Global Growth Clogged
World Economy

Global Growth Clogged

The global economy is settling into a slow-growth rut, steered there by policymakers’ inability or unwillingness to address major impediments at a global level. Indeed, even the current anemic pace of growth is probably unsustainable. The question is whether an honest assessment of the impediments to economic performance worldwide will spur policymakers into action.
Since 2008, real (inflation-adjusted) cumulative growth in the developed economies has amounted to a mere 5-6%. While China’s GDP has risen by about 70%, making it the largest contributor to global growth, this was aided substantially by debt-fueled investment. And, indeed, as that stimulus wanes, the impact of inadequate advanced-country demand on Chinese growth is becoming increasingly apparent, Michael Spence wrote for Project Syndicate.
Growth is being undermined from all sides.
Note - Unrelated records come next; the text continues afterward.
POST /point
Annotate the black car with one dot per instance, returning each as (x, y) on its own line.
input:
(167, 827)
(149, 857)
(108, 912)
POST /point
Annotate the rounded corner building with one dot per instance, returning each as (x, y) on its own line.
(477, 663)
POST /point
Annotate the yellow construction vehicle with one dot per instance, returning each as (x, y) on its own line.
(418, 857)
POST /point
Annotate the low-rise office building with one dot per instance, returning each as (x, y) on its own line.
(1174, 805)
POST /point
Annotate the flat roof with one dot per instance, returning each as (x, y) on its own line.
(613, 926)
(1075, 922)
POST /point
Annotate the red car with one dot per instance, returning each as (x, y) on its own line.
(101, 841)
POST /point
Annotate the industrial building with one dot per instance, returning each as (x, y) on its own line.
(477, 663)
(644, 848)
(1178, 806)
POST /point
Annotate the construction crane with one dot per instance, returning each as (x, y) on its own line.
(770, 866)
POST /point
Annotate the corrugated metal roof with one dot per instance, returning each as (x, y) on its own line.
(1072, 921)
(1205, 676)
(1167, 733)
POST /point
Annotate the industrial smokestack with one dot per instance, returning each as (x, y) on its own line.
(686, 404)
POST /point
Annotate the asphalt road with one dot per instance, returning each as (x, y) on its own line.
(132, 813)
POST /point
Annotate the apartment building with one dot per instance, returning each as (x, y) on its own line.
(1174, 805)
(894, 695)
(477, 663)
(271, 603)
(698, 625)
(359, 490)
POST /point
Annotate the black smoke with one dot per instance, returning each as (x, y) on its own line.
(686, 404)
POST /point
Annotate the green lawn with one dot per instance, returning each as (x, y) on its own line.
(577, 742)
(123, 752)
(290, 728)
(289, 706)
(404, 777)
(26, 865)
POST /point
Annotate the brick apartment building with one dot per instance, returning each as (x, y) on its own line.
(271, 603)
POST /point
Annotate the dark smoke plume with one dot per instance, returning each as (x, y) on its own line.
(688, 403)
Leverage is increasing, with some $57 trillion having piled up worldwide since the global financial crisis began. And that leverage–much of it the result of monetary expansion in most of the world’s advanced economies–is not even serving the goal of boosting long-term aggregate demand. After all, accommodative monetary policies can, at best, merely buy time for more durable sources of demand to emerge.

 Prices in Bubble Territory
A protracted period of low interest rates has pushed up asset prices, causing them to diverge from underlying economic performance. But while interest rates are likely to remain low, their impact on asset prices probably will not persist. As a result, returns on assets are likely to decline compared to the recent past; with prices already widely believed to be in bubble territory, a downward correction seems likely. Whatever positive impact wealth effects have had on consumption and deleveraging cannot be expected to continue.
The world also faces a serious investment problem, which the low cost of capital has done virtually nothing to overcome. Public-sector investment is now below the level needed to sustain robust growth, owing to its insufficient contribution to aggregate demand and productivity gains.
The most likely explanation for this public investment shortfall is fiscal constraints. And, indeed, debt and unfunded non-debt liabilities increasingly weigh down public-sector balance sheets and pension funds, eroding the foundations of resilient, sustainable growth.
But if the best way to reduce sovereign over-indebtedness is to achieve higher nominal GDP growth (the combination of real growth and inflation), cutting investment–a key ingredient in a pro-growth-strategy–is not a sound approach. Instead, budget rules should segregate public investment, thereby facilitating a differential response in fiscal consolidation.

 Investments Stagnant
Increased public-sector investment could help to spur private-sector investment, which is also severely depressed. In the United States, investment barely exceeds pre-crisis levels, even though GDP has risen by 10%. And the US is not alone.
Clearly, deficient aggregate demand has played a role by reducing the incentive to expand capacity. In some economies, structural rigidities adversely affect investment incentives and returns. Similarly, regulatory opacity–and, more broadly, uncertainty about the direction of economic policy–has discouraged investment. And certain types of shareholder activism have bred short-termism on the part of firms.
There is also an intermediation problem. Large pools of savings in sovereign wealth funds, pension funds, and insurance companies could be used, for example, to meet emerging economies’ huge financing needs for infrastructure and urbanization. But the channels for such investment–which could go a long way toward boosting global growth–are clogged.
Meanwhile, technological and market forces have contributed to job polarization, with the middle-income bracket gradually deteriorating. Automation, for example, seems to have spurred an unexpectedly rapid decline in routine white- and blue-collar jobs. This has resulted in stagnating median incomes and rising income inequality, both of which constrain the private-consumption component of aggregate demand.
Inflation–or the lack of it–presents further challenges. Price growth is well below targets and declining in many countries. If this turns to full-blown deflation, accompanied by uncontrolled rising real interest rates, the risk to growth would be serious.